Rogers email users in Canada are being subjected to a full court press aimed at getting them to hand over email addresses and other personal information of their friends and neighbours so that they can be inundated with yet more advertising.
Rogers has for years outsourced its email service to Yahoo, which after a series of take-overs and mergers is now part of a Verizon/AOL media brand called Oath. In an unprecedented move (and a badly-timed one, given all the concern at the moment about unappropriate uses of online data), Rogers/Oath is requiring its customer base to agree to a new 27-page Terms of Service document which assumes that they have "obtained the consent of your friends and contacts to provide their personal information (for example: their email address or telephone number) to Oath or a third party", so that they can "send messages on your behalf to make the services available to your friends and contacts". So, broadly speaking, Rogers is saying that, if you want to continue as a Rogers customer, you need to hand over all your friends' contact information, so that they (or "third parties") can advertise their wares to them.
Another contentious clause in the new ToS allows Oath to "analyze" users' emails, photos and attachments with a view to delivering, personalizing and developing "relevant features, content, advertising and services". Technically, users could opt out of this tracking-for-advertising-purposes, except that there does not seem to be any obvious way to do this.
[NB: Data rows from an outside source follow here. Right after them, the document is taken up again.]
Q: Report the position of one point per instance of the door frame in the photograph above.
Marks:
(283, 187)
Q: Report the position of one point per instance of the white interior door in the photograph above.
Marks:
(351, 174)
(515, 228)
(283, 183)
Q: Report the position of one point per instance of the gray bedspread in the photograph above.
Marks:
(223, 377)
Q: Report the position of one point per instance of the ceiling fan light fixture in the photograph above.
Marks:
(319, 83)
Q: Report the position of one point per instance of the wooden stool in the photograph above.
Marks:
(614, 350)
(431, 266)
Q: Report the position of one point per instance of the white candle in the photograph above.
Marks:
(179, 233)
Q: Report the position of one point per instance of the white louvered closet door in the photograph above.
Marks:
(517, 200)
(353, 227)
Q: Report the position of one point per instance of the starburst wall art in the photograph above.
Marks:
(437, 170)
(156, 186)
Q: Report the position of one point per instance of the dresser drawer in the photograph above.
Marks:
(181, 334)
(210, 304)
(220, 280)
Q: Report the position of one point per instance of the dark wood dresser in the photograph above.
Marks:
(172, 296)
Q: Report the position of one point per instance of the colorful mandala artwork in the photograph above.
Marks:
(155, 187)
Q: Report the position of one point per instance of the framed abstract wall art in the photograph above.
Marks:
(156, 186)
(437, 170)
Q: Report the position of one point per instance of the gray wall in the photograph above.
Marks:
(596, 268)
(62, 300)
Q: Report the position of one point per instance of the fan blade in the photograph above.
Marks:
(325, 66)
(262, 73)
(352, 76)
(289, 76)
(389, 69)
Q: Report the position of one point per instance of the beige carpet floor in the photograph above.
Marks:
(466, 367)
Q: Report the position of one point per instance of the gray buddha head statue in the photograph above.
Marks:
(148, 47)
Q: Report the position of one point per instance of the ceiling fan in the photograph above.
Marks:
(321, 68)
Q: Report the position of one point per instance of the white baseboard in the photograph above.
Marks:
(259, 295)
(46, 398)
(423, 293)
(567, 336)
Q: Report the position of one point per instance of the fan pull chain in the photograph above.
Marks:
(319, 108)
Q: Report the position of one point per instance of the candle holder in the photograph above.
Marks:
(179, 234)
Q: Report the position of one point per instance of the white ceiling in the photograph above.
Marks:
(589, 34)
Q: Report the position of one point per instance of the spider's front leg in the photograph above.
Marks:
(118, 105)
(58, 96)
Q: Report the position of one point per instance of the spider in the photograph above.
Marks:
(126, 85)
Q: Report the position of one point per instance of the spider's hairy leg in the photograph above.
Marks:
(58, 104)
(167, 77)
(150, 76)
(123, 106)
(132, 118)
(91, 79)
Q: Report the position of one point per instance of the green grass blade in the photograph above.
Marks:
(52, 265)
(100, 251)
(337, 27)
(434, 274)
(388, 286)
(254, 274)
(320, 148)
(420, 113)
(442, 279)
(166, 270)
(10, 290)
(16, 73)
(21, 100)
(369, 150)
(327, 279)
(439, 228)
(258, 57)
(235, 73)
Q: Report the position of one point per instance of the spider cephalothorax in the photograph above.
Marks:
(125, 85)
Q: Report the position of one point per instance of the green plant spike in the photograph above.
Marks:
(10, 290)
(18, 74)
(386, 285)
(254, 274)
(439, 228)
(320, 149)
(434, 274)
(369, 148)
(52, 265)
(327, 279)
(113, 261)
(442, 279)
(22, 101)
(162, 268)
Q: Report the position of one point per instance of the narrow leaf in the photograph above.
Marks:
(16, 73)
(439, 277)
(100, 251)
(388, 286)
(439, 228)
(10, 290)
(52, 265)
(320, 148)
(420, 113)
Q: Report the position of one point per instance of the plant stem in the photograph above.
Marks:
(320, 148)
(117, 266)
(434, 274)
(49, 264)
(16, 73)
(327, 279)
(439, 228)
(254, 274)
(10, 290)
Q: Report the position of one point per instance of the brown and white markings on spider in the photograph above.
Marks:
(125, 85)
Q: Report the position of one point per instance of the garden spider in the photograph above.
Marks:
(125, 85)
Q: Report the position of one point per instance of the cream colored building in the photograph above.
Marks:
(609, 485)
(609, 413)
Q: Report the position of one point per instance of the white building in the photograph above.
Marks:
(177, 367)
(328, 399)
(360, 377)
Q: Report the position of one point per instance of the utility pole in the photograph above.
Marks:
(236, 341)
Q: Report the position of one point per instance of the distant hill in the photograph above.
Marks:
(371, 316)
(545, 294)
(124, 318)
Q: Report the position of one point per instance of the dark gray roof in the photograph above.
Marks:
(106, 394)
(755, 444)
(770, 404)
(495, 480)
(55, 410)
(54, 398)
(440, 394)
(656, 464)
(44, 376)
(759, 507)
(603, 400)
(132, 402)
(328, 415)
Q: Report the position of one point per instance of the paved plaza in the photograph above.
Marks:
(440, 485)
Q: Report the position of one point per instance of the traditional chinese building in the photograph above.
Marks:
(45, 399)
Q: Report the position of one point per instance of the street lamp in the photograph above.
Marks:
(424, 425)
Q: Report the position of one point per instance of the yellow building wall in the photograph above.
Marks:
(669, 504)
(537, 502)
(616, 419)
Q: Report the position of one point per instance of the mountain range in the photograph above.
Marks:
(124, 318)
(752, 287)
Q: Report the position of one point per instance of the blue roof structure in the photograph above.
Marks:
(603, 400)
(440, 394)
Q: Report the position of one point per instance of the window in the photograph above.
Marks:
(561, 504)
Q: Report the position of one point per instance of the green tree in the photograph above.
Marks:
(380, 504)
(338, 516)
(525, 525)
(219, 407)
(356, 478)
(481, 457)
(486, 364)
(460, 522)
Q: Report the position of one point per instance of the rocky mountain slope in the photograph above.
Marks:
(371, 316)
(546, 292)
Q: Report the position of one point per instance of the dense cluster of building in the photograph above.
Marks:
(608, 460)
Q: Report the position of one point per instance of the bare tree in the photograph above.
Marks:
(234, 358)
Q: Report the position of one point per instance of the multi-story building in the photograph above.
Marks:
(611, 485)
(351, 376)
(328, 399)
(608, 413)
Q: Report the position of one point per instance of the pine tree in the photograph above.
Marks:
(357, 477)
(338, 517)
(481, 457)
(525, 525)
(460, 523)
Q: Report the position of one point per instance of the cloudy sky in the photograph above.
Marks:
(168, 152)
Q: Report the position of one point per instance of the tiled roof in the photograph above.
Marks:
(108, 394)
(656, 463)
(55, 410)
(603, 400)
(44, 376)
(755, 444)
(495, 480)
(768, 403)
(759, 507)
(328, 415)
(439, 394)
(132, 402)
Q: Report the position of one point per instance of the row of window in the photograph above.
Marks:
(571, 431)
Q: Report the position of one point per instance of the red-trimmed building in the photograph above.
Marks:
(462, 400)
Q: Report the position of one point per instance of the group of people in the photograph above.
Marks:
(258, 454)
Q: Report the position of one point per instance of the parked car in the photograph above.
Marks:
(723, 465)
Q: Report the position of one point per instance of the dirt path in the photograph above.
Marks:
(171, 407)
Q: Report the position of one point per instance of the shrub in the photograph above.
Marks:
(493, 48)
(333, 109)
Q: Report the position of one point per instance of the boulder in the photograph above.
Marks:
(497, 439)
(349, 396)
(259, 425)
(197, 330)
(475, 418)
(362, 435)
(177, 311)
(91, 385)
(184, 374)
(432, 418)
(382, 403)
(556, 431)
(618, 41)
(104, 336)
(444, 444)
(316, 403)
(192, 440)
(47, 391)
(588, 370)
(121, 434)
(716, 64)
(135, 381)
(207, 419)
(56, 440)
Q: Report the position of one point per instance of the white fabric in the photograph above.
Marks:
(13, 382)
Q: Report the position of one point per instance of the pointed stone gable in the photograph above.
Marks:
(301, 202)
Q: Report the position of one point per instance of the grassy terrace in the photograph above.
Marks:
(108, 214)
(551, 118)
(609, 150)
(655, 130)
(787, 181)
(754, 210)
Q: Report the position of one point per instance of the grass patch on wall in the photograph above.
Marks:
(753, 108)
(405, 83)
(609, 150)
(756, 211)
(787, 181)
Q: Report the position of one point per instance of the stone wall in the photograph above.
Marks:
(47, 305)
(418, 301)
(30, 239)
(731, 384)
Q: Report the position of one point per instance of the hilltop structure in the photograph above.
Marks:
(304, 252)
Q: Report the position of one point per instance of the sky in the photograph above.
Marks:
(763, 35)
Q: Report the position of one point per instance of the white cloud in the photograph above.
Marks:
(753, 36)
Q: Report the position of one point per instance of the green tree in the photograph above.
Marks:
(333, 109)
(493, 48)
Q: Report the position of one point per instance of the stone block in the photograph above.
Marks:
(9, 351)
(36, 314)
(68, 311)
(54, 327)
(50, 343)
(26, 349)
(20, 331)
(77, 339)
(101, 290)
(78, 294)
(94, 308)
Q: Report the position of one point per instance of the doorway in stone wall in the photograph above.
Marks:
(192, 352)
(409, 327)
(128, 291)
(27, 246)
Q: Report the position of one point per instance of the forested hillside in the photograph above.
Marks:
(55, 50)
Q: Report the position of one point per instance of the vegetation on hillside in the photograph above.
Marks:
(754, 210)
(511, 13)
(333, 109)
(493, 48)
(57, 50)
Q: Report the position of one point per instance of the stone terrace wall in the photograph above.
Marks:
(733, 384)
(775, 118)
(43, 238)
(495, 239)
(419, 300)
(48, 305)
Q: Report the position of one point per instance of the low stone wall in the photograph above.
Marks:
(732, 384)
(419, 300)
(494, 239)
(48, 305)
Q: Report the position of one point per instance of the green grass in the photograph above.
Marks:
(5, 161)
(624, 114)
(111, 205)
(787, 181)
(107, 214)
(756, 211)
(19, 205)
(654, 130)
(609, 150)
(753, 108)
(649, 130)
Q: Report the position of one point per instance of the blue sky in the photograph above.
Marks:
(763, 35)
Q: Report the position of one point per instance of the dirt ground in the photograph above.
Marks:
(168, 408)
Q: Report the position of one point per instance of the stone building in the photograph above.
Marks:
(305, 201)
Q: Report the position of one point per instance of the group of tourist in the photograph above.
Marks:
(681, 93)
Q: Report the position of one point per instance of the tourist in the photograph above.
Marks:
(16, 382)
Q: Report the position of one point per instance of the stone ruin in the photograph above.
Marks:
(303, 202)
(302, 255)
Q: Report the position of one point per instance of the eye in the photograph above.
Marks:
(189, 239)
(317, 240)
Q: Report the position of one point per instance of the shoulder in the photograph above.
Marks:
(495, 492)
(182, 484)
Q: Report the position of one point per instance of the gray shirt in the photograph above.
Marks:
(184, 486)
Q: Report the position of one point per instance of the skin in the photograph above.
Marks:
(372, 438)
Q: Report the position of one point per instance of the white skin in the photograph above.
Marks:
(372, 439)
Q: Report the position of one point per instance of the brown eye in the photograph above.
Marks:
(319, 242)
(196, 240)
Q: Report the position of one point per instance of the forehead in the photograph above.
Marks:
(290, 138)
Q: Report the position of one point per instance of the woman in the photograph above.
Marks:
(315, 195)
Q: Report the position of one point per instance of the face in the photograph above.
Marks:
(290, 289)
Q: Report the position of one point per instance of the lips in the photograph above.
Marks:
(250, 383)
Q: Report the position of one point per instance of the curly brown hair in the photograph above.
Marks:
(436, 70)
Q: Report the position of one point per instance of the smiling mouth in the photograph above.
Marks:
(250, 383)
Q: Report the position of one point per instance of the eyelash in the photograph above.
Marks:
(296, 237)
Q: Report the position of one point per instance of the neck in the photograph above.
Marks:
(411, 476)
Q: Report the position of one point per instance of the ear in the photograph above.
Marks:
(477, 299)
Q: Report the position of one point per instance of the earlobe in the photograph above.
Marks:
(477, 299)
Unsurprisingly, many people are up in arms about all of this - there are certainly a good many oaths being bandied around online right now - and the Office of the Privacy Commissioner of Canada has promised to look into it. An Oath spokesperson, in typical corporate Doublespeak, maintains that it is all meant to increase transparency and user control. Another way of looking at it, though, is that Rogers, and Oath, have its customers' balls in a vice.